Biden held but nine press conferences last year — three of which were with foreign leaders on hand — fewer than his recent predecessors. While the president takes questions on the fly, a press conference is a chance for Americans to get a good look at him, to experience his personality and perhaps gain a connection with him, and to hear him explain his policies in detail. It’s a chance for Americans and Biden to get reacquainted.
Meantime, down the West Wing hall in the vice president’s office, change is also afoot, with a brand-new communications team hired for Kamala Harris and a commitment to taking more questions from reporters. And amid mocking and criticism of her leadership role in combating illegal immigration, her office revealed Tuesday that she’d be jetting off to Honduras soon to rip out the “root causes” of illegal immigration.

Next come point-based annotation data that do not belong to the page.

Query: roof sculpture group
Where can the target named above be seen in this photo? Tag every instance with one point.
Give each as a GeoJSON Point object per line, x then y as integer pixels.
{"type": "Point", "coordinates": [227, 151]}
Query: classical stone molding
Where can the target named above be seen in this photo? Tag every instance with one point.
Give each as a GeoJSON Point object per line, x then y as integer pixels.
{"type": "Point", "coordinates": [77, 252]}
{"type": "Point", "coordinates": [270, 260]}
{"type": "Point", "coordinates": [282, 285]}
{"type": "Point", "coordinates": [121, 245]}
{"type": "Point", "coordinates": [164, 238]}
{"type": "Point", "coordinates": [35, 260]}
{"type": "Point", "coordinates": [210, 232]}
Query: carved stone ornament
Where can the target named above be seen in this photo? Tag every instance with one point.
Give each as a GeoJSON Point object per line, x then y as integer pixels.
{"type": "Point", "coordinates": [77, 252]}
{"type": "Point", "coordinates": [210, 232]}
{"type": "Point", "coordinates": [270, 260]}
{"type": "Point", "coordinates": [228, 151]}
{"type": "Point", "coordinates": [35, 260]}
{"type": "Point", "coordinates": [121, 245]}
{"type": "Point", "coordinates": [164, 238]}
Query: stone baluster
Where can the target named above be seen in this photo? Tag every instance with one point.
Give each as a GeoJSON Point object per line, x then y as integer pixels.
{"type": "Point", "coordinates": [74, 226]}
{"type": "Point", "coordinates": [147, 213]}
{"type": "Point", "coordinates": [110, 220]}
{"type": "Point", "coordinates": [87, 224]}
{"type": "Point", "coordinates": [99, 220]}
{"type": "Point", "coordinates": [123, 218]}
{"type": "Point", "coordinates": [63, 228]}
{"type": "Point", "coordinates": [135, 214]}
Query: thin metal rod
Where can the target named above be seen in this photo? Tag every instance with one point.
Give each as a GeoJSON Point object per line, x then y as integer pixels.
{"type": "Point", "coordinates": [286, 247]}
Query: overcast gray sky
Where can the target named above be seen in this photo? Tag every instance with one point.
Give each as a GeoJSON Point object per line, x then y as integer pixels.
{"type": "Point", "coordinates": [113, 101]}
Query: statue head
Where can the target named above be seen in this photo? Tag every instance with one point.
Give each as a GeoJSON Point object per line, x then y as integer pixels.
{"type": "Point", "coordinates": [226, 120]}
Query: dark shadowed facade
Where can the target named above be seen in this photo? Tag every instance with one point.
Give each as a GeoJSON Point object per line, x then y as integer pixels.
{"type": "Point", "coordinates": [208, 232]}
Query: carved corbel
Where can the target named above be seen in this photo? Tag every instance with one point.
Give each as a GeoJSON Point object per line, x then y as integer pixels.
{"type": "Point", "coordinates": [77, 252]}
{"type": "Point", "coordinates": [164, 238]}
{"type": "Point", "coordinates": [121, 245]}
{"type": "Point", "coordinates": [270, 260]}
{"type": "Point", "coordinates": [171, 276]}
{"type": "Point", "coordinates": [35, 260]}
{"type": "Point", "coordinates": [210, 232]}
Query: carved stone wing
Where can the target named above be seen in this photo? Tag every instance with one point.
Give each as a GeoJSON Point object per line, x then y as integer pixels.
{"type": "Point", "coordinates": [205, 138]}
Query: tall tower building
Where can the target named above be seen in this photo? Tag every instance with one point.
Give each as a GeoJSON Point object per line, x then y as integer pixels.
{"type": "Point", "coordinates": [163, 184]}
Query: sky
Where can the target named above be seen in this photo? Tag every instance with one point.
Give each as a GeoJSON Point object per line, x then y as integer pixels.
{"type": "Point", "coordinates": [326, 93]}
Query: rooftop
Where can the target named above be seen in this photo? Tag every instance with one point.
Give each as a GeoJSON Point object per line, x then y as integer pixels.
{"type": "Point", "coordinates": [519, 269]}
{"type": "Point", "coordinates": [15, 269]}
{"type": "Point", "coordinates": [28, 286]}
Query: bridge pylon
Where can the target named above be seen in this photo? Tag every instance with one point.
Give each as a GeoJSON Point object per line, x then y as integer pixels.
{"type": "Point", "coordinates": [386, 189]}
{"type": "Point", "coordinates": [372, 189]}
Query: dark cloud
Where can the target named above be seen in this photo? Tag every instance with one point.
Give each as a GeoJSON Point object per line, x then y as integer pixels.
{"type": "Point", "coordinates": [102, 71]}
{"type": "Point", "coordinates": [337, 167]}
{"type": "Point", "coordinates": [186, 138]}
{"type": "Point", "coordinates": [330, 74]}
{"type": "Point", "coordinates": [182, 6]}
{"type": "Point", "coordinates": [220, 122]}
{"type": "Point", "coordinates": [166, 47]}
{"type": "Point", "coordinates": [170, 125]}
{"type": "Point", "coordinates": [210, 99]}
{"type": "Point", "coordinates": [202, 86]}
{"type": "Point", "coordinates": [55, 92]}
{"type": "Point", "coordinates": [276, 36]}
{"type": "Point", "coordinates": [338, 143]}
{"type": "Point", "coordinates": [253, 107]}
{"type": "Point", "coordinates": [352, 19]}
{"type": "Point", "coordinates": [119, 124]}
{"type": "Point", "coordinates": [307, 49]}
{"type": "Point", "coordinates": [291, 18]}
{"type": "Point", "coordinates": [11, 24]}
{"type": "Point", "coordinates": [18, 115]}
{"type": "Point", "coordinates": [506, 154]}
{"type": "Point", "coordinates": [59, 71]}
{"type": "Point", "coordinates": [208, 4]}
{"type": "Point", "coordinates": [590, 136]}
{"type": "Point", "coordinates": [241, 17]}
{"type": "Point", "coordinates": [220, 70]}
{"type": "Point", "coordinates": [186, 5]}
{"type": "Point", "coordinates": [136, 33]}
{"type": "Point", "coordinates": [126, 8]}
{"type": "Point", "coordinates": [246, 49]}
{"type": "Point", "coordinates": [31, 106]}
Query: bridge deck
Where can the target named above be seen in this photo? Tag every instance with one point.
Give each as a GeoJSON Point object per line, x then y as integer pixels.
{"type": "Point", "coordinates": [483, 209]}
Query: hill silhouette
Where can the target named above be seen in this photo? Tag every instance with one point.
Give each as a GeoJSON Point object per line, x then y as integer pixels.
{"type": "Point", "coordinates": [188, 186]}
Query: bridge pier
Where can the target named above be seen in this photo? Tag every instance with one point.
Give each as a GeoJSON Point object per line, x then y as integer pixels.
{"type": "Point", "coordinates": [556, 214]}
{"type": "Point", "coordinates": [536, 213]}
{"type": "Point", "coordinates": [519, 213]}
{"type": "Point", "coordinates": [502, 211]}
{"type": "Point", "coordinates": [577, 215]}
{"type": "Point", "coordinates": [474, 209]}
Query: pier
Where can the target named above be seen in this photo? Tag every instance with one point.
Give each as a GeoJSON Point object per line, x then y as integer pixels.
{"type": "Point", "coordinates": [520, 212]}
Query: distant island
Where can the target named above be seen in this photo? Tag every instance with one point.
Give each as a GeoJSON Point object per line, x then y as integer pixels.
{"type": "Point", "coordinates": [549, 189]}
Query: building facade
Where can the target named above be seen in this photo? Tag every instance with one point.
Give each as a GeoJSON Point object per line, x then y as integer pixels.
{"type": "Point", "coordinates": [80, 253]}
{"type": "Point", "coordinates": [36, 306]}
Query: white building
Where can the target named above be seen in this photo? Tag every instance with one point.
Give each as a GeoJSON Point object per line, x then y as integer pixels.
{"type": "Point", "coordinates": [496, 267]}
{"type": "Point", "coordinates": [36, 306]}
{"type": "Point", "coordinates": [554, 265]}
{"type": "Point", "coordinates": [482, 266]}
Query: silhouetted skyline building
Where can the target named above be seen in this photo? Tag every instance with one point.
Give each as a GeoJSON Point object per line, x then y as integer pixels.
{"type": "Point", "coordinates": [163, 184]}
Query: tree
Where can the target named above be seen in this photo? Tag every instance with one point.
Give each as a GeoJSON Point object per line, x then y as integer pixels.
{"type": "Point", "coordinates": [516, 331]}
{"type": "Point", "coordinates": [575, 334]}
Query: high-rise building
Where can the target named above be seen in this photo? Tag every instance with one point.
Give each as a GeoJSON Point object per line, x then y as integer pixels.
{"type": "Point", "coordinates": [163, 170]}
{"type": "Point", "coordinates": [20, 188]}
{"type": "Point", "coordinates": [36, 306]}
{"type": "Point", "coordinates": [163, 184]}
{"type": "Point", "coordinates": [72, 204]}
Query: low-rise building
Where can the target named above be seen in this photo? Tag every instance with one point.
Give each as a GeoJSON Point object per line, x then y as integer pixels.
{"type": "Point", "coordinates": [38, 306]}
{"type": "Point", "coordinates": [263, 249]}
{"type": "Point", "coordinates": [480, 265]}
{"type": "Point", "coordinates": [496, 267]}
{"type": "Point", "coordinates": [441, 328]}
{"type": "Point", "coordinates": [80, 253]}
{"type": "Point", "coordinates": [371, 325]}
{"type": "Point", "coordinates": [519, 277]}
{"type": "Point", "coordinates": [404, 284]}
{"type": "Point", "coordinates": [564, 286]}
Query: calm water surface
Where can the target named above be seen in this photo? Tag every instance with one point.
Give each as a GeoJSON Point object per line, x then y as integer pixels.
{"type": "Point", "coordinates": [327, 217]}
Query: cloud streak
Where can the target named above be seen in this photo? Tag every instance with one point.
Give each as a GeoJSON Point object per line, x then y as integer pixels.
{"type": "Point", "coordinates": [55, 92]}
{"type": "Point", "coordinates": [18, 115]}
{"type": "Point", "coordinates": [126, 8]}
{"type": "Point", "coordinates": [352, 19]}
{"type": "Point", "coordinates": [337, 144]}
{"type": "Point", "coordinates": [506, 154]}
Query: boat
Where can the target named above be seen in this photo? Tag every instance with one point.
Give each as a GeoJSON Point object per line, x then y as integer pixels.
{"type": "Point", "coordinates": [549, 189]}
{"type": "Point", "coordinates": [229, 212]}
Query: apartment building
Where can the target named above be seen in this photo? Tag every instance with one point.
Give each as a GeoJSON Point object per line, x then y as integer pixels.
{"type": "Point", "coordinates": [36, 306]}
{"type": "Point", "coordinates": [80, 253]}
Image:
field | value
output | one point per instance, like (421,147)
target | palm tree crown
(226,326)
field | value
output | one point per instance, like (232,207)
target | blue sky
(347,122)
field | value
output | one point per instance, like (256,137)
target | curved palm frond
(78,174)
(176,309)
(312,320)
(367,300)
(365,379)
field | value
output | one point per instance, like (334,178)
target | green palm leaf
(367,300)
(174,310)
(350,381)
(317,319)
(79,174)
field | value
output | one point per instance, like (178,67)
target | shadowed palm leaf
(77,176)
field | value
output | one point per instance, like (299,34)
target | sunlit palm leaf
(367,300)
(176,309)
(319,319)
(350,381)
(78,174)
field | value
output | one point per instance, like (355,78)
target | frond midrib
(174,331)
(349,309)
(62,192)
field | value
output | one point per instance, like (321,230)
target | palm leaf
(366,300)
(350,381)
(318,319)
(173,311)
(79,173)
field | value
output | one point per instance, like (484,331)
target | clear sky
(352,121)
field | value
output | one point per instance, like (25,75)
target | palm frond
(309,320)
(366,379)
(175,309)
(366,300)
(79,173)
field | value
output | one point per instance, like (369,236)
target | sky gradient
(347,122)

But there’s a risk to sudden availability. There are reasons why Biden’s and Harris’ handlers limited their exposure. Harris can be hard to follow as her sentences zigzag down roads to nowhere. And Biden tends to introduce strange new words into the lexicon and freely commits gaffes. It could well be that for Biden and Harris, intimacy with America will only breed more contempt.
But with as few as a third of the country admiring the job the president is doing and Harris’ rating also in the dumps, it’s probably worth the risk.